Court Opinion

ID: 3364289
Source: CourtListenerOpinion
Date Created: 2016-07-05 18:06:31.822695+00
Date Added: 2024-06-11T13:41:53.915586
License: Public Domain

[EDITOR'S NOTE: This case is unpublished as indicated by the issuing court.]
MEMORANDUM OF DECISION CT Page 1672
The plaintiff Audrey Hodges was an employee of Bridgeport Hospital when she took her evening break on December 4, 1991, to have dinner in the hospital cafeteria. She bit down on a brownie containing a metal washer and suffered injury. She has filed this action against the defendant Marriott Corporation that operated the cafeteria and Bridgeport Hospital that owned and maintained the premises, alleging that their negligence caused her personal injuries.
The defendant hospital has filed a motion for summary judgment on the grounds that, because she was an employee of the defendant at the time of the injury, her claim is barred by Conn. Gen. Stat. Sec. 31-284, the Worker's Compensation Act, which operates as her exclusive remedy against the defendant. The plaintiff claims that she was not on the job or in the course of her employment when the injury occurred, so that the Worker's Compensation Act is inapplicable.
In order to fall under the Worker's Compensation Act, an injury must
         (1) arise out of the employment; and (2) occur in the course of the employment. To occur in the course of the employment, the injury must take place (a) within the period of the employment, (b) at a place where the employee may reasonably be, and (c) while the employee is reasonably fulfilling the duties of the employment or doing something incidental to it.
McNamara v. Hamden, 176 Conn. 547, 556 (1979). The question of whether an activity is "incidental" to employment has been held to mean that the activity is regularly engaged in on the employer's premises within the period of the employment, with the employer's approval or acquiescence. Id.
The defendant's supporting papers urging summary judgment include a half-page affidavit from the head nurse of the operating room attesting that the plaintiff worked the 3:00 p. m. to 11:00 p. m. shift on December 4, 1991, and that, as part of her shift, the plaintiff was entitled to one dinner break. No other papers CT Page 1673 attesting to any facts were submitted by the defendant hospital. The plaintiff submitted a short affidavit in opposition to summary judgment in which she states that it was not a rule of the hospital that she stay on the premises during her break or that she take her meal in the cafeteria.

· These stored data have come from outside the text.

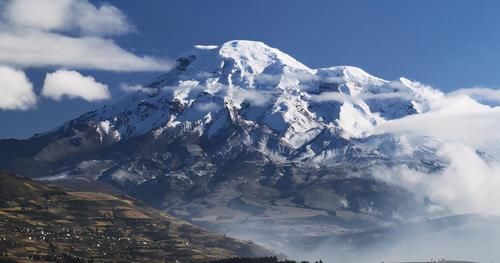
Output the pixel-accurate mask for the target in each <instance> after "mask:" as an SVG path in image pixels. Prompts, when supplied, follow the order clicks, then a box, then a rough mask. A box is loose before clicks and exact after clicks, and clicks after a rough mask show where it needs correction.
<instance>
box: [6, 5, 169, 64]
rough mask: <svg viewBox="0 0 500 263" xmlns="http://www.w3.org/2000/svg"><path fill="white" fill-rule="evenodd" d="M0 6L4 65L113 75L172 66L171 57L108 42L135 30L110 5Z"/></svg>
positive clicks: (19, 5) (39, 5)
mask: <svg viewBox="0 0 500 263" xmlns="http://www.w3.org/2000/svg"><path fill="white" fill-rule="evenodd" d="M0 8H2V10H0V11H1V12H2V19H3V21H2V22H3V23H0V24H1V26H0V64H4V65H13V66H16V67H22V68H28V67H44V66H62V67H67V68H77V69H80V68H85V69H98V70H110V71H167V70H169V69H171V68H172V66H173V63H172V62H170V61H168V60H166V59H159V58H153V57H148V56H139V55H136V54H133V53H131V52H130V51H127V50H125V49H123V48H121V47H120V46H118V45H117V44H116V43H115V42H114V41H113V40H112V39H110V38H105V37H104V36H114V35H119V34H125V33H129V32H131V31H132V30H133V28H134V27H133V26H131V25H130V23H129V22H128V20H127V18H126V17H125V15H124V14H123V13H122V12H121V11H120V10H119V9H118V8H116V7H114V6H112V5H110V4H107V3H104V4H102V5H101V6H99V7H96V6H94V5H92V4H91V3H90V2H88V1H86V0H79V1H77V0H10V1H7V2H6V3H4V4H3V5H1V6H0ZM66 33H71V34H66Z"/></svg>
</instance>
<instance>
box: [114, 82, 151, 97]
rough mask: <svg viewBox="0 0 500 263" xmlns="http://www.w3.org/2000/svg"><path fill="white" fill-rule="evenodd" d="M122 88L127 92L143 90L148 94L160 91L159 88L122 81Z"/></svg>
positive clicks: (120, 87)
mask: <svg viewBox="0 0 500 263" xmlns="http://www.w3.org/2000/svg"><path fill="white" fill-rule="evenodd" d="M120 89H121V90H122V91H123V92H125V93H137V92H141V93H144V94H148V95H152V94H156V93H158V92H159V90H158V89H154V88H148V87H144V86H143V85H130V84H126V83H122V84H121V86H120Z"/></svg>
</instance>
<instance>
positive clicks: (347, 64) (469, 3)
mask: <svg viewBox="0 0 500 263" xmlns="http://www.w3.org/2000/svg"><path fill="white" fill-rule="evenodd" d="M91 2H92V3H93V4H95V5H96V6H99V5H100V4H102V3H103V1H91ZM108 3H110V4H112V5H114V6H116V7H117V8H118V9H120V10H121V11H122V12H123V13H124V14H125V15H126V17H127V19H128V22H129V23H130V24H132V25H133V26H134V28H135V30H134V32H132V33H130V34H124V35H118V36H113V39H114V40H115V41H116V43H117V44H118V45H119V46H121V47H122V48H123V49H125V50H127V51H130V52H133V53H135V54H139V55H148V56H152V57H156V58H169V59H173V58H175V57H176V56H177V55H178V54H180V53H182V52H185V51H187V50H189V49H190V48H191V47H192V46H193V45H195V44H221V43H224V42H226V41H228V40H232V39H250V40H259V41H263V42H265V43H267V44H268V45H270V46H273V47H276V48H278V49H280V50H282V51H284V52H286V53H288V54H290V55H291V56H293V57H295V58H296V59H298V60H299V61H301V62H303V63H304V64H306V65H308V66H309V67H313V68H315V67H326V66H333V65H353V66H358V67H361V68H363V69H365V70H366V71H367V72H369V73H371V74H373V75H376V76H379V77H382V78H385V79H395V78H398V77H400V76H405V77H407V78H410V79H414V80H418V81H420V82H423V83H426V84H429V85H431V86H433V87H436V88H439V89H441V90H444V91H451V90H454V89H458V88H467V87H473V86H478V85H482V86H486V87H490V88H496V87H500V74H497V72H498V71H499V69H500V2H498V1H472V0H470V1H466V0H439V1H436V0H419V1H413V0H405V1H401V0H382V1H373V0H365V1H355V0H354V1H353V0H350V1H334V0H325V1H290V0H288V1H284V0H282V1H277V0H276V1H269V0H253V1H226V0H220V1H194V0H183V1H164V0H148V1H137V0H119V1H108ZM69 34H71V32H70V33H69ZM59 68H60V67H53V66H51V67H36V68H33V67H29V66H27V67H24V68H23V70H24V72H25V73H26V75H27V77H28V78H29V80H30V81H31V82H32V83H33V86H34V89H35V93H37V94H39V93H40V90H41V87H42V86H43V80H44V78H45V74H46V73H47V72H53V71H55V70H57V69H59ZM69 68H71V67H69ZM78 71H79V72H80V73H81V74H83V75H92V76H93V77H94V78H95V79H96V81H98V82H101V83H104V84H107V85H108V86H109V89H110V91H111V98H110V99H108V100H105V101H99V102H87V101H85V100H82V99H63V100H61V101H54V100H51V99H47V98H44V97H40V98H39V100H38V103H37V106H36V107H35V108H32V109H29V110H26V111H19V110H0V123H2V128H1V129H0V138H7V137H28V136H30V135H32V134H33V133H35V132H42V131H46V130H49V129H52V128H54V127H55V126H57V125H59V124H62V123H63V122H64V121H66V120H69V119H71V118H74V117H76V116H78V115H80V114H82V113H85V112H87V111H89V110H92V109H94V108H97V107H99V106H101V105H102V104H109V103H113V102H115V101H117V100H119V99H120V98H122V97H123V96H125V95H126V94H125V93H123V92H121V91H120V89H119V86H120V83H130V84H141V83H146V82H148V81H149V80H150V79H152V78H154V77H155V76H156V75H158V74H160V72H134V73H123V72H111V71H102V70H96V69H82V70H78ZM1 88H2V87H1V84H0V89H1Z"/></svg>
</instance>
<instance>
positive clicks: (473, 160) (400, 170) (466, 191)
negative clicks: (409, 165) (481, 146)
mask: <svg viewBox="0 0 500 263" xmlns="http://www.w3.org/2000/svg"><path fill="white" fill-rule="evenodd" d="M438 156H439V157H441V158H443V159H444V160H447V161H448V162H449V164H448V166H447V167H446V168H444V170H442V171H439V172H437V173H424V172H420V171H417V170H414V169H410V168H408V167H406V166H400V167H396V168H383V169H382V168H377V169H375V172H374V175H375V177H376V178H378V179H381V180H383V181H385V182H387V183H391V184H396V185H399V186H403V187H405V188H406V189H408V190H410V191H413V192H415V193H416V194H417V195H422V196H424V197H426V198H430V200H432V201H433V202H435V203H437V204H439V205H441V206H444V207H446V208H447V209H450V210H451V211H452V212H453V213H482V214H500V206H498V204H497V200H499V199H500V192H499V191H498V189H499V188H500V165H499V163H497V162H491V163H488V162H486V161H485V160H484V159H483V158H481V157H480V156H479V155H478V154H477V152H476V151H475V150H474V149H473V148H471V147H470V146H467V145H465V144H460V143H445V144H444V145H443V147H442V148H441V149H440V151H439V152H438Z"/></svg>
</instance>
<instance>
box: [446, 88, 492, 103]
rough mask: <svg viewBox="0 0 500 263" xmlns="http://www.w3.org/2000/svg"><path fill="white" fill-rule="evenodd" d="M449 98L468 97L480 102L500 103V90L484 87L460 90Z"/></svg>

From neither of these affidavits is the court able to determine that the activity of eating dinner on break in the cafeteria by employees such as the plaintiff is "regularly engaged in" or done on the premises "with the employer's approval or acquiescence." Id.
Were the court able to go outside the submissions of the parties and apply its own observations of countless hospital cafeterias, the court might find the defendant able to carry its burden of showing no material fact in issue; but the court is bound by Conn. Prac. Book Sec. 380 to consider only the documents submitted by the parties. Mindful that the issue of whether an activity engaged in at work is "incidental" is entirely fact-bound and, as such, should be resolved by the trier of fact, Pagani v. BT II, Limited Partnership, 24 Conn. App. 739, 746 (1991); Tovish v. Gerber Electronics, 32 Conn. App. 595, 608 (1993), the court cannot say that there is an absence of any genuine issue of material fact. United Oil Company v. Urban Redevelopment Commission, 158 Conn. 364,378-79 (1969).1
The motion for summary judgment is denied.